ISLAMABAD, Nov 3: The National Electric Power Regulatory Authority (Nepra) on Saturday granted a distribution licence to Islamabad Electric Supply Company (Iesco) to provide electricity to consumers under its service area upto Chakwal in Punjab.

Iesco will have no right to sell its service to specific consumers like, areas in the use of defence forces; small power producers (SPPs), who were operating in 1997; and housing colonies and other bulk purchasers, who had their own distribution system within their premises in 1997.

Iesco is the first corporate company of the unbundled Wapda to get a distribution licence since the inception of Nepra in 1997. The grant of distribution licence to Iesco, however, makes it clear that the defence forces will be given a separate “specific purpose distribution license” to provide electricity to cantonment, defence and other sensitive areas.

Under the license, Iesco will have a right to extend its power supply to new prospective consumers within a concessional territory defined by the administrative boundaries of the areas of Islamabad, Rawalpindi, Murree, Attock, Jhelum and Chakwal.

The licence also empowers the company to carry out distribution within an exclusive area upto eight kilometres of the farthest point of its current 11 KV distribution system. The area will be extended as Iesco carries out extension within its service territory.

Iesco, a power distribution company of Wapda, had been incorporated on April 25, 1998 when Wapda’s distribution section was restructured into eight independent companies. The geographical jurisdiction of Iesco, when it was working under Wapda as an area electricity board, comprised administrative divisions of Islamabad, Rawalpindi, Attock, Jhelum and Chakwal.

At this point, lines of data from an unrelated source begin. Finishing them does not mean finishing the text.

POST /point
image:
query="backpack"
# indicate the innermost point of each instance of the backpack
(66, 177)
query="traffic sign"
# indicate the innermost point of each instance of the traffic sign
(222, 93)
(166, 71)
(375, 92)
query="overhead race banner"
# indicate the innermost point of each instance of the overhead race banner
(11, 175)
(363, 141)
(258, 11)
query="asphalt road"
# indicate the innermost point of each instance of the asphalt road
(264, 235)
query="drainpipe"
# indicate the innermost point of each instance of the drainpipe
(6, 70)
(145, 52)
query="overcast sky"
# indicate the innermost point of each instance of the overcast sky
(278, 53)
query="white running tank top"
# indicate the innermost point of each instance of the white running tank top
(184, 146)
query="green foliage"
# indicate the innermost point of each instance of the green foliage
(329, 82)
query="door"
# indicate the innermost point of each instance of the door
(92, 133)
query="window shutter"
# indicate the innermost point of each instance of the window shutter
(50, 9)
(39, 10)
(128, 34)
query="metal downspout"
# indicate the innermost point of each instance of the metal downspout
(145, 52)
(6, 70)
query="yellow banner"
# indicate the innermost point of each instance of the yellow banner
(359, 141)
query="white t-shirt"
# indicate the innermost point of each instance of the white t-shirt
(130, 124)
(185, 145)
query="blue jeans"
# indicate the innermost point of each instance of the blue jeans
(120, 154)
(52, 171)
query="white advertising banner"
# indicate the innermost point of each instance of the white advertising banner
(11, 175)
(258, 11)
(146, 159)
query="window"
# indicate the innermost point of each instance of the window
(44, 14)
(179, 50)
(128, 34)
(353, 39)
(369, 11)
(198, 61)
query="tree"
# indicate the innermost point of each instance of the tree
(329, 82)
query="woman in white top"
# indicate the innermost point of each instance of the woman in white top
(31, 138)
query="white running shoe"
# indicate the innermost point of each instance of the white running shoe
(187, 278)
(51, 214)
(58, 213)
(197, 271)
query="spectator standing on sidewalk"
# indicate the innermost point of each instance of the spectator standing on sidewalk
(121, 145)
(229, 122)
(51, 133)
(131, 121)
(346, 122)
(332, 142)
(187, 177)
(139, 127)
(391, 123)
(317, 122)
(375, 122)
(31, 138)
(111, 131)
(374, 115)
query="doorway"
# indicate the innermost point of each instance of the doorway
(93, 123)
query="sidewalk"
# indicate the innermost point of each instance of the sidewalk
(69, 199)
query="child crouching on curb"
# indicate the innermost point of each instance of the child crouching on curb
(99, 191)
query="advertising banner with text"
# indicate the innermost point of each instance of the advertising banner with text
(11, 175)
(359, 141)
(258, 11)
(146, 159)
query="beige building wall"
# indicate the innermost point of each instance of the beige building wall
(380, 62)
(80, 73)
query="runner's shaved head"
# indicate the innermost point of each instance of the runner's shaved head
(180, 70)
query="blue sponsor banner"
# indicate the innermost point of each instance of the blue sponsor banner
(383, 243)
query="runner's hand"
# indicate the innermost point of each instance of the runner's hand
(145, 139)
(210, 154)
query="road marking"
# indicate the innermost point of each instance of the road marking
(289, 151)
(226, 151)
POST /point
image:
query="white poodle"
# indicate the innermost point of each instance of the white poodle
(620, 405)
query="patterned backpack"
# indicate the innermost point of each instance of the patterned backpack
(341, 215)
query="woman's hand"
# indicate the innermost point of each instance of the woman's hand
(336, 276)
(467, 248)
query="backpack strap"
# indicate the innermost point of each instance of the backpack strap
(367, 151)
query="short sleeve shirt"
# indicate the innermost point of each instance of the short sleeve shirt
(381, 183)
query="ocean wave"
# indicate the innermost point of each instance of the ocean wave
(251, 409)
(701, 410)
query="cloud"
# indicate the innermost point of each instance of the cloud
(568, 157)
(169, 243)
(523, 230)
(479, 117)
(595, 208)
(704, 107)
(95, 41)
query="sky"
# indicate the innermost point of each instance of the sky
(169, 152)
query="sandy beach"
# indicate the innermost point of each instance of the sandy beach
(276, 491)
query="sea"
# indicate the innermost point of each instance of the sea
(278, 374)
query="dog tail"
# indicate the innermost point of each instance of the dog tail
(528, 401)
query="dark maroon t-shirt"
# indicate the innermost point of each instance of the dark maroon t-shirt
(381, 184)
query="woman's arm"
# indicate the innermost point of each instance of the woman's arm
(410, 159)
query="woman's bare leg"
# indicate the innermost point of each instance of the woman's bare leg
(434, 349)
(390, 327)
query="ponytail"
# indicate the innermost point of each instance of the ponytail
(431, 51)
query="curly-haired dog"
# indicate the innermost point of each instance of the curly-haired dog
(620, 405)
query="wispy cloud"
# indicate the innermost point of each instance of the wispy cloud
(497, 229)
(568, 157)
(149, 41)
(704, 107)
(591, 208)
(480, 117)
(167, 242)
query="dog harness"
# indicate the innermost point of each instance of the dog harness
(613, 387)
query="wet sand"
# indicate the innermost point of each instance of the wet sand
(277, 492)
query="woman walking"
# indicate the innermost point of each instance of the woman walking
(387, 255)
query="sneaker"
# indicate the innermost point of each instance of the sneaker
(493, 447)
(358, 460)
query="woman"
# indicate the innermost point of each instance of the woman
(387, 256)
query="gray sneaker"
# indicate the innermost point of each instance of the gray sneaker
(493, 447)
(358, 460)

A Nepra announcement said the regulator would now consider to give similar licenses to other seven distribution companies of Wapda, now Pakistan Electric Power Company (Pepco) — a holding company that replaced Wapda as an umbrella organization to look after public sector electricity.

The companies are now expected to function independently on commercial grounds and free from financial and administrative influence of the government or Wapda. However, the question of uniform or separate tariffs for various parts of the country still remains unanswered.

Grant of licence to distribution, generation and transmission companies of Wapda was one of the major milestones agreed with the World Bank under the power sector reforms and restructuring of Wapda. The delay in licenses has been delaying around $1 billion power sector loan, co-financed by the World Bank and Asian Development Bank.